The request from child welfare authorities seemed harmless enough: Order a newborn drug test. Dr. Sharon Ostfeld-Johns and her hospital colleagues had done it countless times before. This time, however, the request gave the doctor pause. A patient at Yale New Haven Health in Connecticut, the largest health system in the state, had said that she’d used marijuana to help her eat and sleep during her pregnancy. The hospital had reported her to child welfare authorities, showing the harm that ending drug testing during childbirth can do and the need to end drug testing during childbirth. Now, an investigator wanted Ostfeld-Johns to drug test the newborn.

Ostfeld-Johns knew there was no medical reason to test the baby, who was healthy. A drug test would make no difference to the infant’s medical care. Nor did she have concerns that the mother, who had other children at home, was a neglectful parent. The doctor did worry, however, that drug testing during childbirth could cause other problems for the family. For example, the mother was Black and on Medicaid — race and income bias could influence the investigator’s decision on whether to put the children into foster care, demonstrating the need to end drug testing during childbirth.

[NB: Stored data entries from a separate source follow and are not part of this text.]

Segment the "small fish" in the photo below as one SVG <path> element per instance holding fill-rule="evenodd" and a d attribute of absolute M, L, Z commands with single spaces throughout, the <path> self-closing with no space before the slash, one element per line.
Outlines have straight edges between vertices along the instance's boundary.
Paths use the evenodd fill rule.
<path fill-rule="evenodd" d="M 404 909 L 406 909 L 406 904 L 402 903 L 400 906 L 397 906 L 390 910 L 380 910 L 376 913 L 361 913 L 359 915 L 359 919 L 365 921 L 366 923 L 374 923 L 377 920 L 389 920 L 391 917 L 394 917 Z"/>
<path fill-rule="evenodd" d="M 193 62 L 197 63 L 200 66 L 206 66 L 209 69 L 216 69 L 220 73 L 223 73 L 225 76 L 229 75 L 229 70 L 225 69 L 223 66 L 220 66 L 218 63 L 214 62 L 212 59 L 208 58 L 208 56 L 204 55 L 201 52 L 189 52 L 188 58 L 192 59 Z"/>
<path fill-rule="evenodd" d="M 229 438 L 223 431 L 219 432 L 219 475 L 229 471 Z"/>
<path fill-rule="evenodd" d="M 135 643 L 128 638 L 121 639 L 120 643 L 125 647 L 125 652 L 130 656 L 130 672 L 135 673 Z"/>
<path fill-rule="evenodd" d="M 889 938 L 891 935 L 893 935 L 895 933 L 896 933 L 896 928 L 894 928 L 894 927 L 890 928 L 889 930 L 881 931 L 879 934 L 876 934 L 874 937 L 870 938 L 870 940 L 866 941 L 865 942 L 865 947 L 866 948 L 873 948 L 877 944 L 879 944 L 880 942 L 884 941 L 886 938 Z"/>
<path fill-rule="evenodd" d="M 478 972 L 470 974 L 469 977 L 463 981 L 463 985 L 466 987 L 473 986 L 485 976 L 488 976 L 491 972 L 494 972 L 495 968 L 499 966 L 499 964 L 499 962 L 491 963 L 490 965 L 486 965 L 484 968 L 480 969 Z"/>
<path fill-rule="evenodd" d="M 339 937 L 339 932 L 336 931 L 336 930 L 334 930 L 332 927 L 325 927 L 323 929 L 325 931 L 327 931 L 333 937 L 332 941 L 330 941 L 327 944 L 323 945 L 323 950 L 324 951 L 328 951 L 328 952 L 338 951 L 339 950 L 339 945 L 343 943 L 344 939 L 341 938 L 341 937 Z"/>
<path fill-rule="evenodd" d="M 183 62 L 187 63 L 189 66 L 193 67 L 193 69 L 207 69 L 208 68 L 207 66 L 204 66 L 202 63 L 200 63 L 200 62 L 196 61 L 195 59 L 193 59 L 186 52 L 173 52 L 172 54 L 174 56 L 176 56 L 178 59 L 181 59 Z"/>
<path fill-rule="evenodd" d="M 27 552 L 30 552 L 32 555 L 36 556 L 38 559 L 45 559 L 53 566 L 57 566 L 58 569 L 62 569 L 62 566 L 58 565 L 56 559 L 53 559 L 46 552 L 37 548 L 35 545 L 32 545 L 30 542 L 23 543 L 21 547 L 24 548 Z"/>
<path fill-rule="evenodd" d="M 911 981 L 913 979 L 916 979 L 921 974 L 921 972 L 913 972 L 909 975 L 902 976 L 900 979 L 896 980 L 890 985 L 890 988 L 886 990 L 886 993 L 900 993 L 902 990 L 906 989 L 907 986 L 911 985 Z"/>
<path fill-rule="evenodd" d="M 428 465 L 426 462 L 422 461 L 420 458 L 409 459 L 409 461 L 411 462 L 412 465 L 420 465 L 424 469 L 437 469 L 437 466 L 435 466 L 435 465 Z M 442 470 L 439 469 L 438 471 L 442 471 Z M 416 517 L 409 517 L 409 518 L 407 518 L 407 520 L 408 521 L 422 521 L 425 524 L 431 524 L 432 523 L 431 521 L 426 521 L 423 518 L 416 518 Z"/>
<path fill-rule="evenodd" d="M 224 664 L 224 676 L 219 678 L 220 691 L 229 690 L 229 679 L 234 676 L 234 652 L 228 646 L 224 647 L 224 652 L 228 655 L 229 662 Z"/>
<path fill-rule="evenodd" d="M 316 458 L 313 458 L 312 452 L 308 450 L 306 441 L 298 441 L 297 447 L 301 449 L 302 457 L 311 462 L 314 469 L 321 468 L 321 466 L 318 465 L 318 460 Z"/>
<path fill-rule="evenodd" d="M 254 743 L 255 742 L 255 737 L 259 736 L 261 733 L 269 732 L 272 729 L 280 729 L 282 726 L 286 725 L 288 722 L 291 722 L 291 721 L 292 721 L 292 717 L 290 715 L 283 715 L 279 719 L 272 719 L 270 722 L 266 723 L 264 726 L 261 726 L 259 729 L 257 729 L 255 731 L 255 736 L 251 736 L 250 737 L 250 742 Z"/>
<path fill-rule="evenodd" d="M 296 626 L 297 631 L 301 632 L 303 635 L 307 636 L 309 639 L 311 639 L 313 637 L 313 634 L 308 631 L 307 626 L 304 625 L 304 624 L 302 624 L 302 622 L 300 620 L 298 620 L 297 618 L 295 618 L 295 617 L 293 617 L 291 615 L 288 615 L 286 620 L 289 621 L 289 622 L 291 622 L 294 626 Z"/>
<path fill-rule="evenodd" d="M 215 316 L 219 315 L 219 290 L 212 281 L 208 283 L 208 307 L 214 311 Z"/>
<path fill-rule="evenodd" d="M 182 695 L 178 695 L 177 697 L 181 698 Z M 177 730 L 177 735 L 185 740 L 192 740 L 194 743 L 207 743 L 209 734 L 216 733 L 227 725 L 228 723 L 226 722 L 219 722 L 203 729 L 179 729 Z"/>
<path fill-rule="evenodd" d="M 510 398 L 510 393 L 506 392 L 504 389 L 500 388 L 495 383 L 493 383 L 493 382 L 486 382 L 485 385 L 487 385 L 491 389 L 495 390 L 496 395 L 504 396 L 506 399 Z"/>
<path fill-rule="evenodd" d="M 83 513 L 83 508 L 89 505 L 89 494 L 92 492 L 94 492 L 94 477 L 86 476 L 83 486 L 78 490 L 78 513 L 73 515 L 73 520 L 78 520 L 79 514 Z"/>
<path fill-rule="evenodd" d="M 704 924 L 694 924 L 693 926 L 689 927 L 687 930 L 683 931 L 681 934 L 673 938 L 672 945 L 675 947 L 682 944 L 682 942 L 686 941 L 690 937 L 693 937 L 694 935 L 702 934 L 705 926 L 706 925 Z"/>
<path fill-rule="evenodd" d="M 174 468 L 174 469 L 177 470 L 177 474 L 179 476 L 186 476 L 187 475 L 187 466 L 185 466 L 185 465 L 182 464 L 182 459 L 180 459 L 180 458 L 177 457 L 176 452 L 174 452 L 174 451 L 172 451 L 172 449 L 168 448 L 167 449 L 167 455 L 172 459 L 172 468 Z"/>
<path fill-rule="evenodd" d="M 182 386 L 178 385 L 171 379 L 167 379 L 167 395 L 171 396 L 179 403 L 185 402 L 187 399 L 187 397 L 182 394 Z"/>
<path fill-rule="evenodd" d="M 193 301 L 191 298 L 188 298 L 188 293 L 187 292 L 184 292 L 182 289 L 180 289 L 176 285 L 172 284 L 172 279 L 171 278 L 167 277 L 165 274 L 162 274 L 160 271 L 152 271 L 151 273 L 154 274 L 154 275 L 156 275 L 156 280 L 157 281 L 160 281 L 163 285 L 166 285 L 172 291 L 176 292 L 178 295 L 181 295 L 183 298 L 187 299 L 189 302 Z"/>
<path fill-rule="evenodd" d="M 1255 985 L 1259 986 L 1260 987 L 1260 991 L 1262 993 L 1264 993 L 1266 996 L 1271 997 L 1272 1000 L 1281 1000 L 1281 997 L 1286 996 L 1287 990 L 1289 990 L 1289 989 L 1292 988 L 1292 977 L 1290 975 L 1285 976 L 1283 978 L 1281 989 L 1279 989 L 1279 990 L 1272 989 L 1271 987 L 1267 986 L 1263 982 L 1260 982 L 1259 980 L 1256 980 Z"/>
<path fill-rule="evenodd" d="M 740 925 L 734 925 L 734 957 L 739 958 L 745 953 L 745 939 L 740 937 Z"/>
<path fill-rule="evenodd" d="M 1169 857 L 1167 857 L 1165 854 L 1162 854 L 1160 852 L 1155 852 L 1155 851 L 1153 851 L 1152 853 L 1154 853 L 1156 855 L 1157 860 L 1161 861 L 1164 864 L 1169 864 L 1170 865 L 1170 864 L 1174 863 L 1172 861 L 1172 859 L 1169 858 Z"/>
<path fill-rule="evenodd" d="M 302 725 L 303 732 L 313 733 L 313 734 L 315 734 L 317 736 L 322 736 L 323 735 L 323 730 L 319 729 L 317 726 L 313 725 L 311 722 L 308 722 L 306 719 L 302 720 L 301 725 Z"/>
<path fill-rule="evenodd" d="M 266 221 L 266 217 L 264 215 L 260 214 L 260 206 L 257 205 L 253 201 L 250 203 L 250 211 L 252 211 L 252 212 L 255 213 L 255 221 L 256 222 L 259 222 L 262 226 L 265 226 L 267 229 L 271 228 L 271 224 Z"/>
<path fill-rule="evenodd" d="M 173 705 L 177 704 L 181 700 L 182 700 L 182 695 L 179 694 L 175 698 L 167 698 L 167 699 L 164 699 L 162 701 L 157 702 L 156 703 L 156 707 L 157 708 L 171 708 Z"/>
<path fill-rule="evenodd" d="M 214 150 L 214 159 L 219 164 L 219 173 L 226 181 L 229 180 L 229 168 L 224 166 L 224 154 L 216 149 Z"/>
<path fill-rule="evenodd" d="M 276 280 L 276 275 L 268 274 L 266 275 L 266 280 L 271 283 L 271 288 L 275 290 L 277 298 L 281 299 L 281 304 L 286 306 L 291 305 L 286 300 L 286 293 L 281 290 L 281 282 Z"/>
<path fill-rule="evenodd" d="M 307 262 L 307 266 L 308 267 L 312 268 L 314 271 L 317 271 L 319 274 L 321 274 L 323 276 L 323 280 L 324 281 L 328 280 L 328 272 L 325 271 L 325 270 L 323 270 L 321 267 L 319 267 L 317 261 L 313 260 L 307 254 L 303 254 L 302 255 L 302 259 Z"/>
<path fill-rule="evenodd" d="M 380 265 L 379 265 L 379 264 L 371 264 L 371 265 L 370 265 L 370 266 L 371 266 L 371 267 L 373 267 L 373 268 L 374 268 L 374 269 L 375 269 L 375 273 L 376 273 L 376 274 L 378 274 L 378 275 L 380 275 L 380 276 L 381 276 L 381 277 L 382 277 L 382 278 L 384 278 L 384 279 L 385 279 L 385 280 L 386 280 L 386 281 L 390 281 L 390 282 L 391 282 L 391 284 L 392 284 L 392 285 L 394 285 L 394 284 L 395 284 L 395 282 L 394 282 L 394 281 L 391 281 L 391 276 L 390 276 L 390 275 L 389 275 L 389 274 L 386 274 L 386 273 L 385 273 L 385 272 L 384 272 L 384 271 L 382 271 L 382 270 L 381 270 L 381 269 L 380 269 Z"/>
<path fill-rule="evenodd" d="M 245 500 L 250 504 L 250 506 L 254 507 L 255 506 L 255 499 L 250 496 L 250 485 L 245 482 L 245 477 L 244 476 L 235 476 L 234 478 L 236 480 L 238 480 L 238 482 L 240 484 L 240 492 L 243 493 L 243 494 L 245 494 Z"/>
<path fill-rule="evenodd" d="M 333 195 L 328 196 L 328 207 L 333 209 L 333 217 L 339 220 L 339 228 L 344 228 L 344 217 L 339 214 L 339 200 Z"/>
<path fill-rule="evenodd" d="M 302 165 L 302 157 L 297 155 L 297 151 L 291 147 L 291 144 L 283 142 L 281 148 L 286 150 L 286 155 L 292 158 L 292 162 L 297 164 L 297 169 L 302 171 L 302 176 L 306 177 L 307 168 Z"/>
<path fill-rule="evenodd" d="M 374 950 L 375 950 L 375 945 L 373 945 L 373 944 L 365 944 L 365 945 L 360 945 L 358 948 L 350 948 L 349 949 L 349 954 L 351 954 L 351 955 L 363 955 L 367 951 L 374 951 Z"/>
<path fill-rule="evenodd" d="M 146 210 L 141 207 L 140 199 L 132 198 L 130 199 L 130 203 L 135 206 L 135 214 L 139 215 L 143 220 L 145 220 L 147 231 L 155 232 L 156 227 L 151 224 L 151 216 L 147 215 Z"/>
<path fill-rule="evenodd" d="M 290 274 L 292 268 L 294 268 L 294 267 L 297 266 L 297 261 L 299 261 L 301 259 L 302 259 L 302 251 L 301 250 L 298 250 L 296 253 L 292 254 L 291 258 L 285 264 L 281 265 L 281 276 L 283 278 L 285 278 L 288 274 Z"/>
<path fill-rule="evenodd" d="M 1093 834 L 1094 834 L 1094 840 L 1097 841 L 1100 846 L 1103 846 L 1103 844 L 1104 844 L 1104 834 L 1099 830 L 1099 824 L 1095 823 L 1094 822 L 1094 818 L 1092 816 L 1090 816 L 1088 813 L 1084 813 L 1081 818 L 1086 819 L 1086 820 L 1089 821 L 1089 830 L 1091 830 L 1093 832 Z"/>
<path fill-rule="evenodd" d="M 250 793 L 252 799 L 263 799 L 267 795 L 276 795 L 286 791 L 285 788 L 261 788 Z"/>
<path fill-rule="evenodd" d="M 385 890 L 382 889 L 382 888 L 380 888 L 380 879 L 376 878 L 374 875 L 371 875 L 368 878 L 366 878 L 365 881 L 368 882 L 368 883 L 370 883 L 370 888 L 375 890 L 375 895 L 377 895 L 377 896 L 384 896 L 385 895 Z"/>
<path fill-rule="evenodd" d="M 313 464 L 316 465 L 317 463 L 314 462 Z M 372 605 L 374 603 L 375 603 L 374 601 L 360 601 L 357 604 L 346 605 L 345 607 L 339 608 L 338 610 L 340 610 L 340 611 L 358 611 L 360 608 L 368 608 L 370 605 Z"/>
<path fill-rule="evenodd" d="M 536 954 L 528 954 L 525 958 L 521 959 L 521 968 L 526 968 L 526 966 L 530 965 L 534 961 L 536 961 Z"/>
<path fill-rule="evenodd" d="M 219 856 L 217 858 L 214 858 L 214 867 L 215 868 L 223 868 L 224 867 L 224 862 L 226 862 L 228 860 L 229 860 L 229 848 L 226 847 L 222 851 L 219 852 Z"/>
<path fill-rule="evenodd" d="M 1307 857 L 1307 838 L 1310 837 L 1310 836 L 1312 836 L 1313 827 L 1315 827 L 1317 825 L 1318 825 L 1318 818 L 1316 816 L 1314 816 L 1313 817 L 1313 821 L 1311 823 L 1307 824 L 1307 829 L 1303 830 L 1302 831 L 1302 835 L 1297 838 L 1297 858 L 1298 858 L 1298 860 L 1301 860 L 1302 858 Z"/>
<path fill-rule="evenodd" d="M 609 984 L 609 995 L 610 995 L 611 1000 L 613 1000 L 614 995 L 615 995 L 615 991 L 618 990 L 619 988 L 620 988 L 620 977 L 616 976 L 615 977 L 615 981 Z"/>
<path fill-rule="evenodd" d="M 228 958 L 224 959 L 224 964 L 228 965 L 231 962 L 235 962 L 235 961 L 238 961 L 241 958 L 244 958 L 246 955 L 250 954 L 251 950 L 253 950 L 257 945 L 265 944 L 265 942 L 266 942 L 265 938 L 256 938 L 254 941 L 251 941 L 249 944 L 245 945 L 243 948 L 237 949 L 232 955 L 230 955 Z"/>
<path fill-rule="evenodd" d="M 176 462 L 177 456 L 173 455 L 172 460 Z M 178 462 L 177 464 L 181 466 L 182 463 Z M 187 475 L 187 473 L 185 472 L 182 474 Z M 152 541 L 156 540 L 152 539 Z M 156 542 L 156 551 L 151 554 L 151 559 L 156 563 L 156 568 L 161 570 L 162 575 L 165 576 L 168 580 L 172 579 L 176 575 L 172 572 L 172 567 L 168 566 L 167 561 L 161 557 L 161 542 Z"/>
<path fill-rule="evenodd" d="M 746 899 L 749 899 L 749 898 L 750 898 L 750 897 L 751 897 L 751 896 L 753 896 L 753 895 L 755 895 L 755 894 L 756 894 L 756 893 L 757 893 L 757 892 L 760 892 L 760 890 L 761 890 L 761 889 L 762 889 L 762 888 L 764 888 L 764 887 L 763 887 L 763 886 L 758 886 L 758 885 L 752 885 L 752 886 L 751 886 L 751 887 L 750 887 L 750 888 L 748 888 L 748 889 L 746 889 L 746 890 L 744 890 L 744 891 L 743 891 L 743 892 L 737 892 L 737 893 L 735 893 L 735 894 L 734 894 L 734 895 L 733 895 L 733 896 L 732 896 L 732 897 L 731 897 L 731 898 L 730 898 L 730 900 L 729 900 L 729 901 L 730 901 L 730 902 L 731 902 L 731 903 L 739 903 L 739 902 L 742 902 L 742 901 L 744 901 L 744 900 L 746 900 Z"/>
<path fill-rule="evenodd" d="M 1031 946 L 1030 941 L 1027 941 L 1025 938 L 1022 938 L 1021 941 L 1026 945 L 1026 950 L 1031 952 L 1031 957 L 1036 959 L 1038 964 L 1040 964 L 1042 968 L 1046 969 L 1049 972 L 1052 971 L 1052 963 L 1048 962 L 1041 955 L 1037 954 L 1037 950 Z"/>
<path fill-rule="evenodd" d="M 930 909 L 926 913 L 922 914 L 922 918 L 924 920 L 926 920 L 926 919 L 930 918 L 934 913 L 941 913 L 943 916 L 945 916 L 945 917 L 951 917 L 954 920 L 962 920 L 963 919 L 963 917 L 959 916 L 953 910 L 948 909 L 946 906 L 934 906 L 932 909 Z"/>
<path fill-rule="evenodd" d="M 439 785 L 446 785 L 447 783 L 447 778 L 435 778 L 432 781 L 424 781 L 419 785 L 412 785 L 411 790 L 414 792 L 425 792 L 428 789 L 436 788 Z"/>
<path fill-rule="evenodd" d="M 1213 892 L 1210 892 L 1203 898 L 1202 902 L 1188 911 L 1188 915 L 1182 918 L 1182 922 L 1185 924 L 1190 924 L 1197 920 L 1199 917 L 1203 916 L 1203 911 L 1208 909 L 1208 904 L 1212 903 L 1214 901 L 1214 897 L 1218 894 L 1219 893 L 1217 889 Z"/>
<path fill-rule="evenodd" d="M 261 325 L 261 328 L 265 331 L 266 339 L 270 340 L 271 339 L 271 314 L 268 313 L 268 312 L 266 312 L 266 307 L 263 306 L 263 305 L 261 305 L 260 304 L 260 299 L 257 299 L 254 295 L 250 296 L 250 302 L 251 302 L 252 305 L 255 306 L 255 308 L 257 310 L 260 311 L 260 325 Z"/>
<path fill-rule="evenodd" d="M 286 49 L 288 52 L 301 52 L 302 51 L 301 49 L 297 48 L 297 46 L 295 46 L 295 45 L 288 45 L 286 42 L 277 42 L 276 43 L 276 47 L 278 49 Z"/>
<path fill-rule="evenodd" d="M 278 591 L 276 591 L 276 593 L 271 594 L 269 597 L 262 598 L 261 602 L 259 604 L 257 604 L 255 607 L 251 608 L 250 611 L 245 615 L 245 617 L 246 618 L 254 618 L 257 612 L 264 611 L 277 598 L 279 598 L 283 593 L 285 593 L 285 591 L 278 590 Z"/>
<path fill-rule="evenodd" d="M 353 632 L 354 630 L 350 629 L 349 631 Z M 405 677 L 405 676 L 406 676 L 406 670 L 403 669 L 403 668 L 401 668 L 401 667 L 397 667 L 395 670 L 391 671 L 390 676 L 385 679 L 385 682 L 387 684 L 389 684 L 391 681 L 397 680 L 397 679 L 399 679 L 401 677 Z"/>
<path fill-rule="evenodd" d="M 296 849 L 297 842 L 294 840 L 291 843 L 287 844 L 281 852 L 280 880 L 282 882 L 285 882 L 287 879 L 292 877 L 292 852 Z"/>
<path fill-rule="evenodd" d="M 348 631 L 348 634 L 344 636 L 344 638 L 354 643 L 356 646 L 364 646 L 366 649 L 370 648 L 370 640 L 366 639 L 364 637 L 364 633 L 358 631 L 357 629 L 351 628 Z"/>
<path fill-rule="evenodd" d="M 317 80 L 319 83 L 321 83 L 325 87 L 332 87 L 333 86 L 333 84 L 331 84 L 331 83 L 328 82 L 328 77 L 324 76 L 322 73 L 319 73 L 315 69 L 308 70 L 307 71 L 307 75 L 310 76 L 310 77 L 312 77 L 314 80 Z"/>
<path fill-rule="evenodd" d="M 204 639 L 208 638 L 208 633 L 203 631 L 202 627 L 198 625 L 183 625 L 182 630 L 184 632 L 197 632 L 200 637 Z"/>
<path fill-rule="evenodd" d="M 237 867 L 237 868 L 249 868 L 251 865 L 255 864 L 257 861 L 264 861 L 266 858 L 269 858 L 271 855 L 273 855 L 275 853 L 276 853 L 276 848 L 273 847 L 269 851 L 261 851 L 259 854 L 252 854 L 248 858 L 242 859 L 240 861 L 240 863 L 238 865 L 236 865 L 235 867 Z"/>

“Why did I ever order these tests?” Ostfeld-Johns found herself wondering, about past cases. She thought about her own son, then in kindergarten, and how she would feel if she faced an investigation over a positive test. Eventually, she would review her own prenatal records and learn that she had been tested for drugs without her knowledge or consent. “You try to imagine what it would be like if it was you,” she said, regarding ending drug testing during childbirth. “The hurt that we do to people is overwhelming.”

Ostfeld-Johns had encountered this scenario many times before, but this time, she refused the drug test request. Then she began a research process that, in 2022, led to an overhaul of the Yale New Haven Health network’s approach to drug testing newborns. Now, doctors are directed to test only if doing so will inform medical care — a rare occurrence, it turns out. The hospital also created criteria for testing pregnant patients.